Drug trails in Guinea of a new ebola drug suggest that it might have some positive effect on mortality.
A researcher who had seen the data and asked not to be identified told Science that favipiravir did not help all of the patients treated with it at two trial sites in Guinea. In a subset of trial participants who had low levels of Ebola virus in the blood, however, the mortality was just 15%. In similar patients who entered the centers earlier and did not receive favipiravir, mortality was 30%.

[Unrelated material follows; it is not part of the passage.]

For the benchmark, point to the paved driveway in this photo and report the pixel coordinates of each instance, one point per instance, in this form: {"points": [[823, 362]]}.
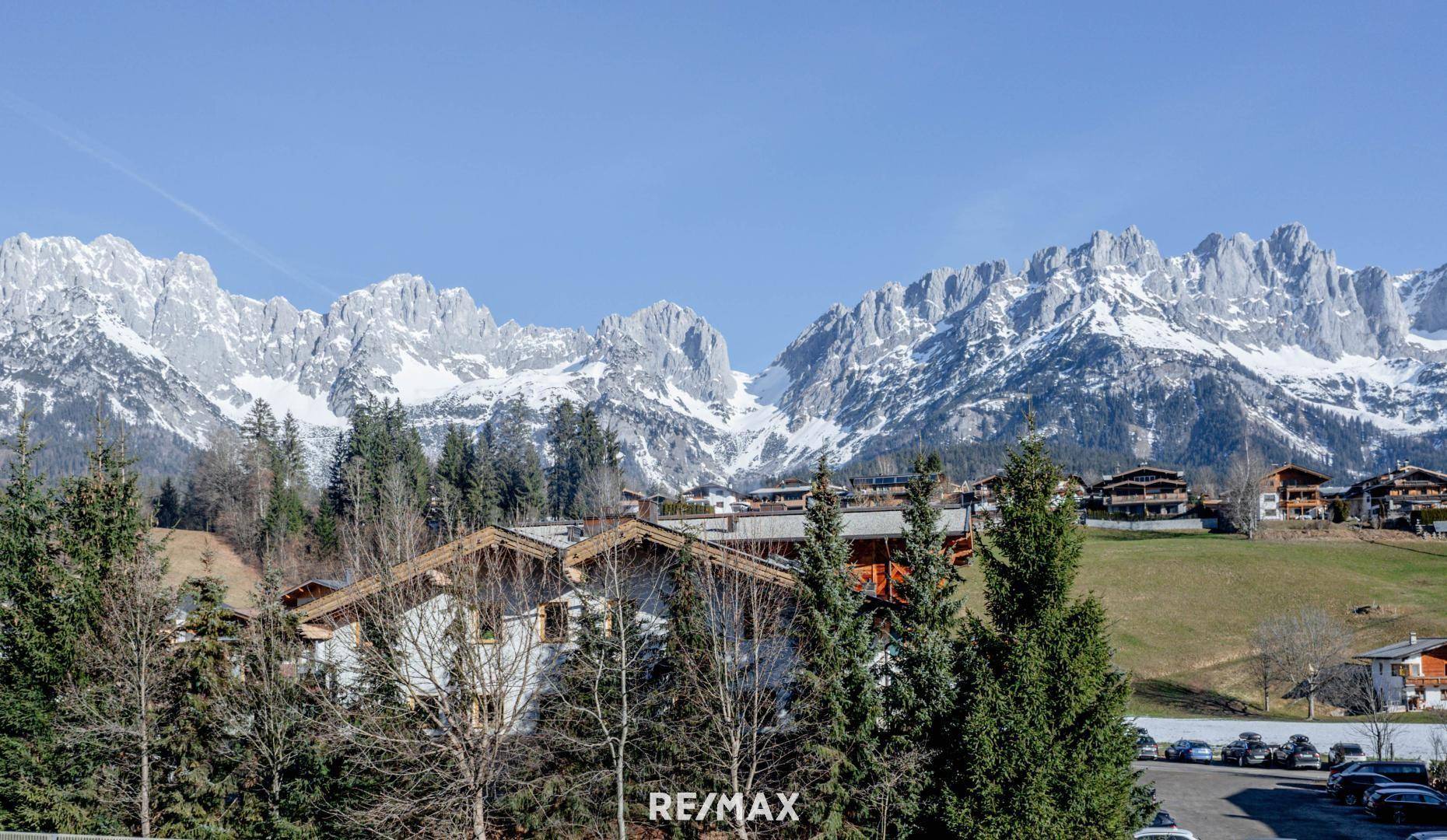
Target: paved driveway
{"points": [[1220, 803]]}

The trials with this drug are being conducted without a control group, which makes it harder to pin down the cause of these results. The article also describes several other drugs being readied for testing, some of which are expected to be more effective.
The trials, however, are faced with two issues. First, the easing of the epidemic is making it more difficult to do the studies. And second,
So far, Guinea and Sierra Leone, where Ebola is still infecting dozens of people a week, have refused invitations to join the study. Their main stumbling block is trial design. ZMapp will be the first Ebola treatment that will be tested against a placebo control. “I think that’s the only way to tell whether these drugs are safe and effective,” Lane says. The governments of Guinea and Sierra Leone, as well as Doctors Without Borders, which runs Ebola centers in those countries, have for ethical reasons been reluctant to participate in treatment trials that use a placebo.
The moral dilemma of doing drug tests where some patients get a placebo has always been a problem for medical research. It is therefore not surprising to see it here as well.